About the author: Walt Denny is the president of Walt Denny, Inc., an advertising/public relations firm that focuses primarily on home products clients such as Whirlpool Corp., KitchenAid, Amerock Corp., and L.E. Johnson Products, Inc. Walt Denny, Inc., The Home Products Agency, was established in 1989. For more information visit www.waltdenny.com.

Dollar for dollar, few advertising methods deliver as effectively as direct mail. With a direct mail campaign, you enjoy targetability, creativity and measurability--all at optimal cost.

Because direct mail uses prequalified lists, your advertising targets only those potential customers you want to reach. In other words, every dollar you spend goes to reach your best prospects--;not those unlikely to be interested or with no use for your product or service.

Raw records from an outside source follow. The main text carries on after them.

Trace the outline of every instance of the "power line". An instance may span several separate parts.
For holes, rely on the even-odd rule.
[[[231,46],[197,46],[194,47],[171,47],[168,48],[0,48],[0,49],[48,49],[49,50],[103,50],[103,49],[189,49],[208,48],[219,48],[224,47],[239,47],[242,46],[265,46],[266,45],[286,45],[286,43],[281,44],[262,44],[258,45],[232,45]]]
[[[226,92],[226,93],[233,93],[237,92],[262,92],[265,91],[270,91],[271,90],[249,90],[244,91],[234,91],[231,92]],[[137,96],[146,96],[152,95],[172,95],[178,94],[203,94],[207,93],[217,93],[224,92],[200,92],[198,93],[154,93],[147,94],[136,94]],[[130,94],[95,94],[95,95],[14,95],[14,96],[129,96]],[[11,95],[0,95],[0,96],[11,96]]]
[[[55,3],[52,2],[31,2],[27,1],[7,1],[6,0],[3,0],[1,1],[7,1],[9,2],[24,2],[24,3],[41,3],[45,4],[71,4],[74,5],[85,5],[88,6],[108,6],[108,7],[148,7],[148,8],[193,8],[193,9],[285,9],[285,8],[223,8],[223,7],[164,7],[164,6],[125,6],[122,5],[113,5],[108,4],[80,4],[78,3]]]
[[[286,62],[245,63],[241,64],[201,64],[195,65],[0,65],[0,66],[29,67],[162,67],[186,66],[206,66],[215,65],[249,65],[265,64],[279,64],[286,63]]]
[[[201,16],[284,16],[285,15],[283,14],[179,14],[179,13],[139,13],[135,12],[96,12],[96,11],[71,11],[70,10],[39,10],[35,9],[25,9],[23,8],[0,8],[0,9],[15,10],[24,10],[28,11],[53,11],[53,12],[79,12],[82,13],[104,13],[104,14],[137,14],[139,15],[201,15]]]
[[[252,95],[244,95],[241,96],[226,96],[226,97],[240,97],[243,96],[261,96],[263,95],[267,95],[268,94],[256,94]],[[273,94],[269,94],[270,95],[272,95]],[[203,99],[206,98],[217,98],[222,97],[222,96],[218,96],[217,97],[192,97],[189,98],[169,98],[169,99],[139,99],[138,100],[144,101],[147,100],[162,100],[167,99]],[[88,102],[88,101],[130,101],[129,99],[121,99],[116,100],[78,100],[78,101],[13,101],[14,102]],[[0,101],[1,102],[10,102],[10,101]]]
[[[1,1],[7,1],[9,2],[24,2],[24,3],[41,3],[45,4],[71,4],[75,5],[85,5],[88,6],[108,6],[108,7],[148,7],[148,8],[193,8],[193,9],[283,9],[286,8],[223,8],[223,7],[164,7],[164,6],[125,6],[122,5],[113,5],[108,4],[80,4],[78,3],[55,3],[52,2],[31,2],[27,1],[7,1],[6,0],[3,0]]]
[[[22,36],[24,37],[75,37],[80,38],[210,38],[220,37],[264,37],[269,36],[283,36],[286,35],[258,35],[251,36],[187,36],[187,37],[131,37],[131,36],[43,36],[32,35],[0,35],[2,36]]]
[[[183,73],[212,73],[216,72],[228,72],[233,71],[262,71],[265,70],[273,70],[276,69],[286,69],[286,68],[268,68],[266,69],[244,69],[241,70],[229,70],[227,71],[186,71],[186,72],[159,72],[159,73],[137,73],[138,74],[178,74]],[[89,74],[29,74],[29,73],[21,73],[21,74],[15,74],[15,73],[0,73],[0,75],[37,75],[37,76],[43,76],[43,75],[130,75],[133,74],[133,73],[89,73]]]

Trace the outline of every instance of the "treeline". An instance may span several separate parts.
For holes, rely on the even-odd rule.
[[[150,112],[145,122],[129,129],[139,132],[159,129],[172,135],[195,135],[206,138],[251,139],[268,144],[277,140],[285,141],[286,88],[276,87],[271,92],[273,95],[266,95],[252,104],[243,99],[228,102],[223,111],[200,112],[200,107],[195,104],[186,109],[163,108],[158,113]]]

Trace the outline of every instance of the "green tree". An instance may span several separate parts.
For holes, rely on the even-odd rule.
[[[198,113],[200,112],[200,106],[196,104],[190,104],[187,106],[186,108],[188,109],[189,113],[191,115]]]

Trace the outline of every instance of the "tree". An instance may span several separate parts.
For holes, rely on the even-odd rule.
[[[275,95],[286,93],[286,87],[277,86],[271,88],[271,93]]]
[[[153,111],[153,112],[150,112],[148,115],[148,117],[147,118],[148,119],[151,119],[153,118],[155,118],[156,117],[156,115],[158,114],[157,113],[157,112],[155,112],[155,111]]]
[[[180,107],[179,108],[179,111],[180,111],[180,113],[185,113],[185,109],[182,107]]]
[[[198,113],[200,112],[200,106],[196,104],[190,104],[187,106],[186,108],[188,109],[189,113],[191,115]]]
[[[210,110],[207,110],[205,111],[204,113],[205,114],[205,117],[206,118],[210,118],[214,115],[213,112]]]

For instance, a recent direct mail campaign developed for CultureWorx, a suburban Chicago employee relationship software firm, sought to inform major corporations about CultureWorx' Web-based Human Performance Software and educate them about employee relationship management. The campaign used prequalified lists to target 300 presidents of Fortune 500 companies. The second mailing in the series also was sent to top executives of these firms, spurring them to talk about the mailings among themselves before meeting with their companies' presidents to determine whether to respond. In addition, direct mail can and should be highly creative. Whether direct mail pieces are flat or three-dimensional ... whether they provide a giveaway or just a message, they must be attention-getting and memorable. "Studies have shown the advertiser has just a three-second window of opportunity to interest the target in opening the package and reading it," says Jana Rhodes, account executive at Hinsdale, Ill., advertising/PR firm, Walt Denny, Inc.

Developing a series of direct mail pieces tied together by a common theme or concept is one way to build on the creativity. As elements of the campaign arrive in waves over a period of days or weeks, repetition drives the company's name to the forefront of recipients' consciousness.

The CultureWorx campaign had to cut through the clutter, recalls Eric Webb, the company's vice-president of marketing. "We felt we needed to stand out," he says. "Fortune 500 companies are being hit with dozens of other companies trying to sell them something. We needed something that really grabbed their attention, got them to remember our name and was clear enough for them to understand who we are and what we do."

The solution was a series of four "dimensional" mailings, which poked lighthearted fun at the way employees once were managed. One boxed mailing, with a headline discussing the way employees were once kept in line, contained a whip. Another referred to intimidation and held a scary mask. Accompanying literature delivered the message that there's a better way to manage employees. The dimensionality of the pieces commanded attention from recipients, and the size and bright colors of the mailings complemented the concept and creativity of the series.

Finally, perhaps no other advertising approach is more measurable. Mail pieces can include postcards, coupons, toll-free numbers and other response mechanisms that allow the sender to quickly and easily measure the success of any campaign. And they can be followed by sales calls that capitalize on the interest generated by the direct mail and monitor its effectiveness.

The CultureWorx campaign, for instance, included response cards with the first of the four dimensional mailings. Follow-up calls from the sales force proved of additional assistance in determining that the campaign's response rate was an impressive 7.5 percent, a rate dwarfing the one percent average response rate of typical direct mail campaigns.

"I think the direct mail program did its job," Webb concludes. "It has generated awareness of us as a company, and it has opened doors."